At the end of 2023 I mentioned
that a paper by Dean Brown listed berotralstat as a fragment-derived drug. Readers
will notice this molecule does not appear on our “fragments in the clinic” list.
Did we miss it? After reading a (2021!) J. Med. Chem. paper by Pravin
Kotian and colleagues at BioCryst, I believe the answer is yes.
Hereditary angioedema (HAE) is a
rare genetic disease caused primarily by deficiencies in a protein that
inhibits a serine protease called plasma kallikrein, or PKal. Drugs had already
been developed to replace the inhibitor protein, but these need to be injected
or infused. Since PKal is an enzyme, the researchers sought to make a small
molecule inhibitor that could be taken as a pill.
BioCryst had developed an earlier
drug called BCX4161, which is potent but has poor oral bioavailability. To find
a better molecule, the researchers turned to the rich literature around serine
protease inhibitors, which led them to make compound 2, a fragment of
previously reported inhibitors of other serine proteases. The protonated
benzylamine was expected to bind in the S1 pocket of the enzyme, and indeed the
molecule did show weak but measurable activity.
Fragment growing led to compound
4, with double-digit micromolar activity. Building off the new phenyl ring led
to more potent molecules such as compound 13, with low micromolar activity.
Further structure-based design eventually led to BCX7353, or berotralstat. The
paper provides good descriptions of the design rationale. For example, the
fluorine was added to improve permeability, and the nitrile was added to
improve the ADME profile. Modeling was used both to improve potency as well as
to gain selectivity over other serine proteases.

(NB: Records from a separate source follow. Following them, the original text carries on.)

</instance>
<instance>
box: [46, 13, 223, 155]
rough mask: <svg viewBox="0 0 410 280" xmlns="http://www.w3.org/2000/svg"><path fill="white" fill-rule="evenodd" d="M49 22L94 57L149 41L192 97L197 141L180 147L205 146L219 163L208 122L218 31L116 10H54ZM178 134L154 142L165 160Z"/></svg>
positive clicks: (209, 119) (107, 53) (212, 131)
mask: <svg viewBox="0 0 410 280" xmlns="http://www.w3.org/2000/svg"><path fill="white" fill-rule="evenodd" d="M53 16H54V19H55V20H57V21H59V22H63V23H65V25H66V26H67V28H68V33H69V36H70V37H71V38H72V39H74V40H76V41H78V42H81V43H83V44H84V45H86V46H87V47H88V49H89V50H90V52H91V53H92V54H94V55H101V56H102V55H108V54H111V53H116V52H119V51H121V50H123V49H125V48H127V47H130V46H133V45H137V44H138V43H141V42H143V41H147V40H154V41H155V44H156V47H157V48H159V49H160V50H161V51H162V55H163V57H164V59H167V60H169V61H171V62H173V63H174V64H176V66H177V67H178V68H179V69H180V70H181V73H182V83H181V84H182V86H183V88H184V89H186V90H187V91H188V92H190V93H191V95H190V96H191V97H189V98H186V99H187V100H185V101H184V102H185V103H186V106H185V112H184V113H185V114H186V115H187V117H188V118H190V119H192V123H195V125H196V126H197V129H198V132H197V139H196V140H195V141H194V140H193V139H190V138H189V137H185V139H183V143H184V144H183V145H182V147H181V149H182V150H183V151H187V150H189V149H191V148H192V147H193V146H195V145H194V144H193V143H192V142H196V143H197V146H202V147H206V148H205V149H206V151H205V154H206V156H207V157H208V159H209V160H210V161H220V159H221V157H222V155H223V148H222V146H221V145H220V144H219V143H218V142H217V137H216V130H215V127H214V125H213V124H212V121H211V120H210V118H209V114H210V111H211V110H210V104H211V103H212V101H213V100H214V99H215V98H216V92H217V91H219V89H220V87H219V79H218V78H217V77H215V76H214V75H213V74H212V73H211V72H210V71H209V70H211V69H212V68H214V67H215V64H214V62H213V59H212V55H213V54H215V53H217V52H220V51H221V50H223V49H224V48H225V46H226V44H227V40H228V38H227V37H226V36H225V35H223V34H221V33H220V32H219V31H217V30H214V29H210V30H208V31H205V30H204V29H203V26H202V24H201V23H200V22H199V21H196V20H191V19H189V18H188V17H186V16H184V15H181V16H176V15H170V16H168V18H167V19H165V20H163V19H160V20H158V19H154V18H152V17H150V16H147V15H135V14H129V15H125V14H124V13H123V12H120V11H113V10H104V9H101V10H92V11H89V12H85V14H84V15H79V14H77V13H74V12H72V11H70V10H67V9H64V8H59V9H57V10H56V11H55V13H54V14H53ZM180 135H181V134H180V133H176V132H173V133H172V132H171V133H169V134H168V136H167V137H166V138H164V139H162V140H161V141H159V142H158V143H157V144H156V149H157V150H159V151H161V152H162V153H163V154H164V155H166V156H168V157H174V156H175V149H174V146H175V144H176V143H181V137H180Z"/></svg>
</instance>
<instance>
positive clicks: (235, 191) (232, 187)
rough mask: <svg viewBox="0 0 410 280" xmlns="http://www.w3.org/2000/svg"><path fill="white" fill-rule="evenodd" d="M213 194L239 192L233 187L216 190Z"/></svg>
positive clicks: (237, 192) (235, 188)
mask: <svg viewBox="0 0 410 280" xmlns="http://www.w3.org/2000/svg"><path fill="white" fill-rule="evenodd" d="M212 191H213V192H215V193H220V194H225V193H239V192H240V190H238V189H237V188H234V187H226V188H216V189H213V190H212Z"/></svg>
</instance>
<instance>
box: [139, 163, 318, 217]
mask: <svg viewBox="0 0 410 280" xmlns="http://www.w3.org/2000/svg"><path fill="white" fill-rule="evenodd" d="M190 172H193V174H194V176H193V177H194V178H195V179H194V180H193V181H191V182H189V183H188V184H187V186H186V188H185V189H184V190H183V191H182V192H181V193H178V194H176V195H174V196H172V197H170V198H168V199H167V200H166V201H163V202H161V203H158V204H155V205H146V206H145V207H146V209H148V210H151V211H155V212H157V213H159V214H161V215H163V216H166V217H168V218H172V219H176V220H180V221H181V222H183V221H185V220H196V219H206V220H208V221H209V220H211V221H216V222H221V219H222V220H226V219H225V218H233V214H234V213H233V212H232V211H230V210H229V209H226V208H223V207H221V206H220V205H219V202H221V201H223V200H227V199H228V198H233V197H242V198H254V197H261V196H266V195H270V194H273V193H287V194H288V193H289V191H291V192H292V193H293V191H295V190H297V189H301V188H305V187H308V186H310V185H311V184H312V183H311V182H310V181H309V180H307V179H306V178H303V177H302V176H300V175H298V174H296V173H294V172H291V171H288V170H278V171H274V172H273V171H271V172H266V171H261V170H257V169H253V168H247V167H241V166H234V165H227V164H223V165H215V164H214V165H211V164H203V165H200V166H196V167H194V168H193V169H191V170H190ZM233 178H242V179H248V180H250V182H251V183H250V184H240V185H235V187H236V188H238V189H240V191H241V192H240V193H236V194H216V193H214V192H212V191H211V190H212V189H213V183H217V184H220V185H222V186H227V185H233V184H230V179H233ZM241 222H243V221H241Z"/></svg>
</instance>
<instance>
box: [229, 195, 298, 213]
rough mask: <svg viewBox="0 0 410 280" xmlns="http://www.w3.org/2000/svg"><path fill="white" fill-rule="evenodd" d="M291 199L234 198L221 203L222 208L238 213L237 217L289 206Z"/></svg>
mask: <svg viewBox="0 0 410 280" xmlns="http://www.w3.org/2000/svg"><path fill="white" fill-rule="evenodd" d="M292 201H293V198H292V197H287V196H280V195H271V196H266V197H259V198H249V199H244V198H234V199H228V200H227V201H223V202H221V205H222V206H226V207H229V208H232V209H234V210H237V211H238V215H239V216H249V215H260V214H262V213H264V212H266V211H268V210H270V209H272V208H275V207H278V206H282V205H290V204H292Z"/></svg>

This proved to be successful:
berotralstat is a subnanomolar inhibitor of PKal and at least several thousand-fold
selective over trypsin and other serine proteases such as thrombin and FXa.
The pharmacokinetic properties of
berotralstat in rats and monkeys were also good, and according to clinicaltrials.gov
the molecule first entered the clinic in 2015. In December of 2020 the FDA approved berotralstat
for prophylactic treatment of HAE attacks.
This is a nice story, and I agree
with Dean that the discovery of berotralstat was “based on a legacy clinical candidate
and fragment approaches.” The earlier molecule BCX4161 contained a benzamidine
moiety, which was in part responsible for the poor oral bioavailability. Replacing
this with a benzylamine fragment from the literature is a classic fragment
strategy, and compound 2 is fully compliant with the rule of three.
So how was it missed? The
abstract only states that berotralstat was discovered “using a structure-guided
drug design strategy.” Indeed, the word “fragment” appears precisely once in
the paper, albeit in a very telling sentence: “We evaluated these fragments in
our PKalpur inhibitor assay…”
From a timeline perspective, the
approval of berotralstat makes it the fifth approved fragment-derived drug,
after pexidartinib and before sotorasib. I’ll include it in the next update of
clinical compounds, along with my standard disclosure that “the list is almost
certainly incomplete.” What else are we missing?